CRE

Installation

Installing the latest developing version.

library(devtools)
install_github("NSAPH-Software/CRE", ref="develop")
library("CRE")

Installing from CRAN.

install.packages("CRE")

Usage

Input parameters:

y The observed response (outcome) vector.
z The treatment (exposure, policy) vector.
X The covariate matrix.
method_params Parameters for estimating the individual treatment effect, including:
Parameters for Discovery
- ratio_dis The ratio of data delegated to the discovery sub-sample.
- ite_method_dis The method to estimate the discovery sub-sample in estimating individual treatment effect (ITE).
- include_ps_dis Whether or not to include propensity score estimate as a covariate in discovery ITE estimation, considered only for BART, or CF.
- ps_method_dis The estimation model for the propensity score on the discovery sub-sample.
- or_method_dis The estimation model for the outcome regressions estimate_ite_aipw on the discovery sub-sample.
Parameters for Inference
- ite_method_inf The method to estimate the inference sample ITE.
- include_ps_inf Whether or not to include propensity score estimate as a covariate in inference ITE estimation, considered only for BART, or CF.
- ps_method_inf The estimation model for the propensity score on the inference subsample.
- or_method_inf The estimation model for the outcome regressions in estimate_ite_aipw on the inference subsample.
Other Parameters - include_offset Whether or not to include an offset when estimating the ITE, for Poisson only.
- offset_name The name of the offset, if it is to be included.
- cate_method The method to estimate the conditional average treatment effect (CATE) values.
- cate_SL_library The library used if cate_method is set to DRLearner.
- filter_cate Whether or not to filter rules with p-value <= 0.05.
hyper_params The list of parameters required to tune the functions, including:
- effect_modifiers Effect Modifiers for Rules Generation.
- ntrees_rf The number of decision trees for randomForest.
- ntrees_gbm The number of decision trees for gradient boosting.
- node_size The minimum size of the trees’ terminal nodes.
- max_nodes The maximum number of terminal nodes trees in the forest can have.
- max_depth The number of top levels from each tree considered to extract conditions.
- replace Boolean variable for replacement in bootstrapping.
- max_decay Decay Threshold for pruning the rules.
- type_decay Decay Type for pruning the rules (1: relative error; 2: error).
- t_anom The threshold to define too generic or too specific (anomalous) rules.
- t_corr The threshold to define correlated rules.
- q Number of (unique) selected rules per subsample in stability selection.
- stability_selection Whether or not using stability selection for selecting the causal rules.
- pfer_val The Per-Family Error Rate, the expected number of false discoveries.

A note on the parameters

(1) Options for the ITE estimation are as follows:

(2) The include_ps_dis and include_ps_inf arguments will only be considered if the ITE method selected is bart, cf.

The CRE package can generate synthetic data that can be used to test different features of the package.

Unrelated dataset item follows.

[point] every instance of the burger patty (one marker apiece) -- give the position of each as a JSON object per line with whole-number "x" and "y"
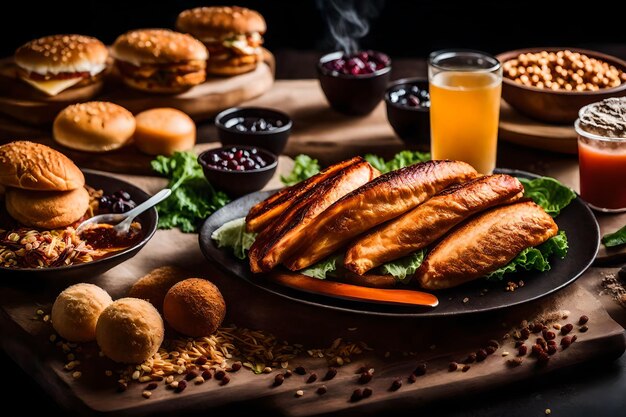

At the current implementation, the code can generate data with continuous or binary outcomes.

  set.seed(9687)
  dataset_cont <- generate_cre_dataset(n = 300, rho = 0, n_rules = 2, p = 10,
                                       effect_size = 2, binary = FALSE)
  y <- dataset_cont[["y"]]
  z <- dataset_cont[["z"]]
  X <- as.data.frame(dataset_cont[["X"]])
  X_names <- names(as.data.frame(X))

  method_params = list(ratio_dis = 0.25,
                       ite_method_dis="bart",
                       ps_method_dis = "SL.xgboost",
                       oreg_method_dis = "SL.xgboost",
                       include_ps_dis = TRUE,
                       ite_method_inf = "bart",
                       ps_method_inf = "SL.xgboost",
                       oreg_method_inf = "SL.xgboost",
                       include_ps_inf = TRUE,
                       include_offset = FALSE,
                       cate_method = "DRLearner",
                       cate_SL_library = "SL.xgboost",
                       filter_cate = FALSE,
                       offset_name = NA,
                       random_state = 3591)

 hyper_params = list(ntrees_rf = 100,
                     ntrees_gbm = 50,
                     node_size = 20,
                     max_nodes = 5,
                     max_depth = 15,
                     max_decay = 0.025,
                     type_decay = 2,
                     t_anom = 0.025,
                     t_corr = 1,
                     replace = FALSE,
                     q = 0.8,
                     stability_selection = TRUE,
                     pfer_val = 0.1)

cre_results <- cre(y, z, X, method_params, hyper_params)